A list is generated (revs->commits). The first element (the top one) in the commit tree is added to that list. Commits are then gradually taken from the start of that list, and their parents are added to the end of the list.

As I read the code, I discovered that, in the midst of the ‘fog’ of auxiliary functions, there is a complex logic for filtering commits — just what I had been looking for such a long time. This is what happens in the get_revision_1 function:

commit get_revision_1(rev_info revs) {
    commit commit;
    commit = pop_commit(revs->commits);
    try_to_sipmlify_commit(commit);
    return commit;
}
void try_to_simplify_commit(commit commit) {
    for (parent = commit->parents; parent; parent = parent->next) {
        if (rev_compare_tree(revs, parent, commit) == REV_TREE_SAME) {
            parent->next = NULL;
            commit->parents = parent;
        }
    }
}

In a case where several branches are merged, if the state of the file remains the same as in one of the branches, there is no point considering the other branches. If the state of the file hasn’t changed anywhere, we will only leave the first branch.

Here is an example. Let’s mark commits in which the file has not changed with a “0”, those in which the file has changed with a “1”, and branch merging with an “X”.

In this situation the code will not consider the feature branch — it doesn’t have any changes. If the file there has actually been changed, then the changes have been jettisoned in X, and that means that their story is not very relevant: the code in question is no longer there.

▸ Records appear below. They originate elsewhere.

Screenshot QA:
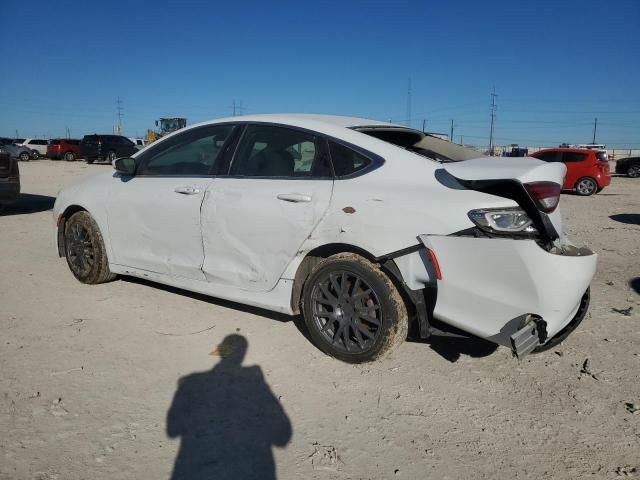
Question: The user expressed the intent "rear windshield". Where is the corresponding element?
[354,126,484,163]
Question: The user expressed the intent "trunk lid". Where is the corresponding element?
[442,157,567,185]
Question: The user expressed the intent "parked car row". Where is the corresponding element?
[0,134,146,163]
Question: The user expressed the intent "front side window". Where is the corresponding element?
[137,125,233,176]
[329,142,371,177]
[231,125,331,178]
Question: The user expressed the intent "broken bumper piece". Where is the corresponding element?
[509,318,547,358]
[419,235,597,357]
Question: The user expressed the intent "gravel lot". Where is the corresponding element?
[0,160,640,480]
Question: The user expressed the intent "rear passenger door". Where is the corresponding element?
[201,124,333,291]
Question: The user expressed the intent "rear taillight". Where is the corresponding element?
[524,182,560,213]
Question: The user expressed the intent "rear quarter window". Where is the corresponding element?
[329,142,371,177]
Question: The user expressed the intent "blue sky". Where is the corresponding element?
[0,0,640,148]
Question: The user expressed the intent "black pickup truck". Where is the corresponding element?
[0,146,20,211]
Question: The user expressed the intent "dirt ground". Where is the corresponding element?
[0,160,640,480]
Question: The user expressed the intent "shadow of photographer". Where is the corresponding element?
[167,335,292,480]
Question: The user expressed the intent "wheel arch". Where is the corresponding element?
[291,243,376,315]
[56,204,88,257]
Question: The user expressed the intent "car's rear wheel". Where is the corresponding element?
[64,211,115,284]
[303,253,408,363]
[576,177,598,197]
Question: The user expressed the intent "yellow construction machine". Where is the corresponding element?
[146,117,187,144]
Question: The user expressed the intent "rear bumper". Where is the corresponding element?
[420,235,597,353]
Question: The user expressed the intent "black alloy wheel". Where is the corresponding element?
[302,253,409,363]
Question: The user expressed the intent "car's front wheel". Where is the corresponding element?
[576,177,598,197]
[303,253,408,363]
[64,211,115,284]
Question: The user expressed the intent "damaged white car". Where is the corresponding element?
[54,115,596,362]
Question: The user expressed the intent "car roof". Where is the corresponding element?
[535,147,598,153]
[188,113,407,136]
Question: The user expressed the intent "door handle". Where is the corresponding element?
[278,193,311,203]
[173,186,200,195]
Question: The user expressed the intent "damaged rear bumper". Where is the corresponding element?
[420,235,597,356]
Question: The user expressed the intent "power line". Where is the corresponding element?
[489,87,497,155]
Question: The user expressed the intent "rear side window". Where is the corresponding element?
[534,152,562,162]
[562,152,587,163]
[231,125,331,178]
[329,142,371,177]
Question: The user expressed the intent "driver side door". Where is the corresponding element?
[107,125,234,280]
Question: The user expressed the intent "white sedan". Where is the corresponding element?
[54,114,596,362]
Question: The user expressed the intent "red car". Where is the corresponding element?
[47,138,80,162]
[531,148,611,195]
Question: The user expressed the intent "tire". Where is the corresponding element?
[64,211,116,285]
[576,177,598,197]
[533,288,591,353]
[302,253,409,363]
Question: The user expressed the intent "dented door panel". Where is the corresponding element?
[202,177,333,291]
[420,235,597,344]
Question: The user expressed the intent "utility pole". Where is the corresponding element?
[231,99,243,117]
[407,77,411,127]
[116,95,123,135]
[489,87,498,155]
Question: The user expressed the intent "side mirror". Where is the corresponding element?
[113,157,136,176]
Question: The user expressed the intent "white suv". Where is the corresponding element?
[21,138,49,158]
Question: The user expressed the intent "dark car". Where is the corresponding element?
[616,157,640,178]
[47,138,80,162]
[0,147,20,211]
[79,134,138,163]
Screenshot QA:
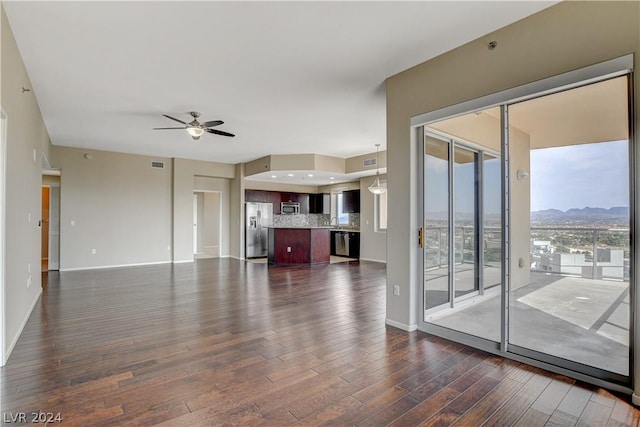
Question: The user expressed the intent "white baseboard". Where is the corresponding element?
[0,287,42,366]
[60,260,174,271]
[384,319,418,332]
[360,257,387,264]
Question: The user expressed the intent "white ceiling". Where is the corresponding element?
[2,1,554,171]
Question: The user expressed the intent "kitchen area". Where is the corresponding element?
[245,189,360,265]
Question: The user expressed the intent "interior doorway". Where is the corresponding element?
[193,191,222,259]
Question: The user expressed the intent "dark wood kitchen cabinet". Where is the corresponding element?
[342,190,360,213]
[309,193,331,215]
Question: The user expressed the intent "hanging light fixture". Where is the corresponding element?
[369,144,387,194]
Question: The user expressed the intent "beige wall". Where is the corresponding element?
[51,146,172,270]
[386,2,640,329]
[173,159,236,262]
[0,8,50,365]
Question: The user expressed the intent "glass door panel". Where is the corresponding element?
[453,146,478,298]
[424,109,502,343]
[424,136,451,310]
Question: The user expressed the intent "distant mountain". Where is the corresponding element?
[531,206,629,223]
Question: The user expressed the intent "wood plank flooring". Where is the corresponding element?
[0,259,640,427]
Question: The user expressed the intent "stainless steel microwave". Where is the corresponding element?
[280,202,300,215]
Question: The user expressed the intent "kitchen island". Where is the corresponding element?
[267,227,331,265]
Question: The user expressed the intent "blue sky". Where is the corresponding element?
[529,141,629,211]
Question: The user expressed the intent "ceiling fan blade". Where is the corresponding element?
[205,129,235,136]
[163,114,187,125]
[202,120,224,128]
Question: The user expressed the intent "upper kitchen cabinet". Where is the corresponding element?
[244,190,268,202]
[342,190,360,213]
[309,194,331,215]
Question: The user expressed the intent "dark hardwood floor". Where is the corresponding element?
[0,259,640,427]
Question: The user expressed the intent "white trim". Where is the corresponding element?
[0,108,6,366]
[384,318,418,332]
[2,287,42,366]
[60,261,174,271]
[360,258,387,264]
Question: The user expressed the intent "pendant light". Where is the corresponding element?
[369,144,387,194]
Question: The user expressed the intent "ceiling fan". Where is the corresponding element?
[153,111,235,140]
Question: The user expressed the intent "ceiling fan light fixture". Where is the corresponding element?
[369,144,387,194]
[187,126,204,139]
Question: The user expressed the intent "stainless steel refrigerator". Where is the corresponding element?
[244,202,273,258]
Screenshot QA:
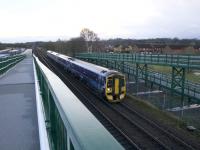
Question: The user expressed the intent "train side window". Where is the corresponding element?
[120,78,124,86]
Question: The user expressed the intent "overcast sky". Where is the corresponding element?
[0,0,200,42]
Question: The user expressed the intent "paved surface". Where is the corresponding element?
[0,51,39,150]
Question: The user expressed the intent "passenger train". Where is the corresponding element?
[47,51,126,102]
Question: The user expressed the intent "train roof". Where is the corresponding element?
[48,51,121,76]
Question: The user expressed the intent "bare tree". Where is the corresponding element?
[80,28,99,52]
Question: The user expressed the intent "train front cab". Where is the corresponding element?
[105,74,126,102]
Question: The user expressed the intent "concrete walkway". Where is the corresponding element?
[0,50,40,150]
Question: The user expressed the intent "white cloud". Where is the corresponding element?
[0,0,200,42]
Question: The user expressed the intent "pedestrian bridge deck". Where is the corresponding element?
[0,51,40,150]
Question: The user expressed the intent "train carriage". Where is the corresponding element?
[47,51,126,102]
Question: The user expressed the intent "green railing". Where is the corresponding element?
[0,55,25,75]
[76,53,200,69]
[34,56,123,150]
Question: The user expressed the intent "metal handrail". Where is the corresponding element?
[0,55,25,74]
[76,53,200,69]
[34,56,123,150]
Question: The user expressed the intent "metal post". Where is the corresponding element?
[171,67,185,106]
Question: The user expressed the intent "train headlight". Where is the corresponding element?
[107,88,112,92]
[119,94,124,99]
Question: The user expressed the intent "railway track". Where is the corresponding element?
[36,51,140,150]
[34,49,193,149]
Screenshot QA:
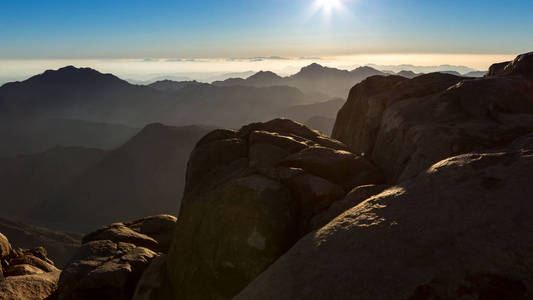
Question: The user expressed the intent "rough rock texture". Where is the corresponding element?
[132,255,175,300]
[236,134,533,300]
[167,119,383,299]
[0,233,11,258]
[332,53,533,183]
[57,240,157,300]
[0,271,60,300]
[309,184,389,230]
[0,233,60,300]
[56,215,176,300]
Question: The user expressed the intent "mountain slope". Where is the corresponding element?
[0,66,164,125]
[33,124,209,232]
[0,116,139,157]
[213,63,385,98]
[0,147,106,218]
[0,67,322,127]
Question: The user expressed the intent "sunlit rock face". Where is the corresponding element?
[235,54,533,300]
[56,215,176,300]
[332,53,533,183]
[167,119,383,299]
[235,134,533,300]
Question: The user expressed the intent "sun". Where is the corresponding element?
[313,0,344,15]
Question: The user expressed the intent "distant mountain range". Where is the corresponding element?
[213,63,386,98]
[368,64,486,75]
[0,67,329,127]
[0,124,214,232]
[0,63,480,149]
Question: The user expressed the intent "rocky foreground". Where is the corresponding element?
[0,53,533,300]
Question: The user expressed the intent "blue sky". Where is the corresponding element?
[0,0,533,60]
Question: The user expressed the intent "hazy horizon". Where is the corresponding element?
[0,54,516,85]
[0,0,533,82]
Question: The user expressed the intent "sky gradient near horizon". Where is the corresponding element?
[0,0,533,82]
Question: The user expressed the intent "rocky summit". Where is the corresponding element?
[0,233,60,300]
[332,53,533,183]
[167,119,383,299]
[54,215,176,300]
[0,53,533,300]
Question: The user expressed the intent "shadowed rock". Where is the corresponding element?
[167,119,382,299]
[235,134,533,300]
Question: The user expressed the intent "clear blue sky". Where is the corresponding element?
[0,0,533,59]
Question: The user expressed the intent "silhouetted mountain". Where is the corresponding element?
[0,67,323,127]
[0,116,139,157]
[148,79,209,92]
[213,63,385,97]
[0,66,163,125]
[280,98,346,123]
[32,124,212,232]
[159,85,310,128]
[213,71,286,87]
[463,71,487,77]
[396,70,421,79]
[0,218,82,268]
[369,64,477,74]
[0,147,106,218]
[439,71,461,76]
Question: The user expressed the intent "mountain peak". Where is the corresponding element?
[21,66,128,86]
[247,71,281,80]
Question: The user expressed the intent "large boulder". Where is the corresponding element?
[235,134,533,300]
[56,215,177,300]
[0,233,61,300]
[0,271,60,300]
[332,54,533,183]
[0,233,12,259]
[0,218,82,268]
[167,119,383,299]
[57,240,157,300]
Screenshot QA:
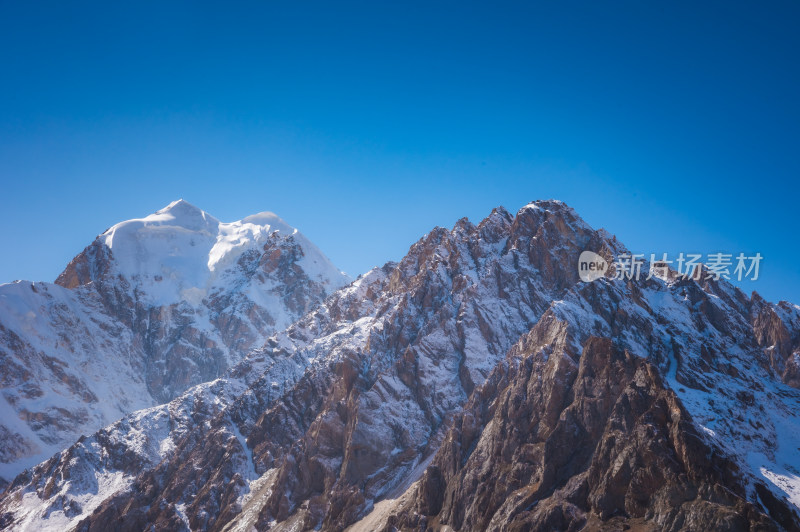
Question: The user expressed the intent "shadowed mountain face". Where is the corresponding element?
[0,201,800,530]
[0,201,347,488]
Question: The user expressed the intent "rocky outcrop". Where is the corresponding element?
[0,201,800,530]
[385,337,798,530]
[0,201,348,484]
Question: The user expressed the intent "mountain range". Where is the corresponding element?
[0,200,800,531]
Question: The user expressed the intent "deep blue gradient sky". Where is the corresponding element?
[0,1,800,303]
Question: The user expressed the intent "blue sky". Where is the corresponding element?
[0,2,800,303]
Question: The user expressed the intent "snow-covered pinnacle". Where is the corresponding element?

Something similar happened in our case as well. Two developers made changes to one file — Page.php. One of them made changes on the master branch, in the deadbeef commit; the other one made changes on the branch relating to their task.

When the second developer sent changes from the master branch to the task branch, a conflict occurred. As the second developer was in the process of resolving this conflict, they simply jettisoned the changes from the master. Time passed, they finished work on the task, and the task branch was sent to the master, thus deleting the changes from the deadbeef commit.

At the same time, the commit remained. However, if you ran git log with the Page.php parameter, you wouldn’t see the deadbeef commit in the output.

Optimisation is not a good thing

I immediately embarked on a careful study of the rules for sending changes and bugs to Git itself. After all, I thought I had identified a serious problem. Just the thought of it: some of the commits would simply disappear from the output, and this was default behaviour! Fortunately, there turned out to be a lot of rules, it was late, and by the following morning my zeal had fizzled out.

I realised that this optimisation really speeds up the work of Git on large repositories such as ours. And, what’s more, we found documentation for it on man git-rev-list, and this behaviour is very easy to turn off.

Incidentally, what was the role of —-follow in this story?

In actual fact, there are lots of ways to influence the working of this logic. We found a specific comment, from 13 years earlier, concerning the follow flag in the Git code:

Can’t prune commits with rename following: the paths change.

P.S: Personally speaking, I have been working on the Bumble release engineering team for several years already, and lots of us reckon we know all about Git.

(Original source: xkcd.com/1597)

In this connection, we need to get to the bottom of the problems which occur in this system. Some of them, it seems to me, are quite intriguing, such as for example, the one described in this article. Problems are very often solved quickly. There are a lot of things we have encountered already; some are well described in the documentation. This case was an exception.

In actual fact, the documentation did have a section entitled “History Simplification”, but I missed it.

And, for those who have read to the end of this article, I have a little bonus for you to take home. I have a little repository where the problem in question is replicated:

$ git clone https://github.com/Md-Cake/lost-changes.git
Cloning into ‘lost-changes’…
…
$ git log --oneline test.php
edfd6a4 master: print 3 between 1 and 2
096d4cf init
$ git log --oneline --full-history test.php
afea493 (HEAD -> master, origin/master, origin/HEAD) Merge branch 'changekiller'
57041b8 (origin/changekiller) print 4 between 1 and 2
edfd6a4 master: print 3 between 1 and 2
096d4cf init

Thanks for reading!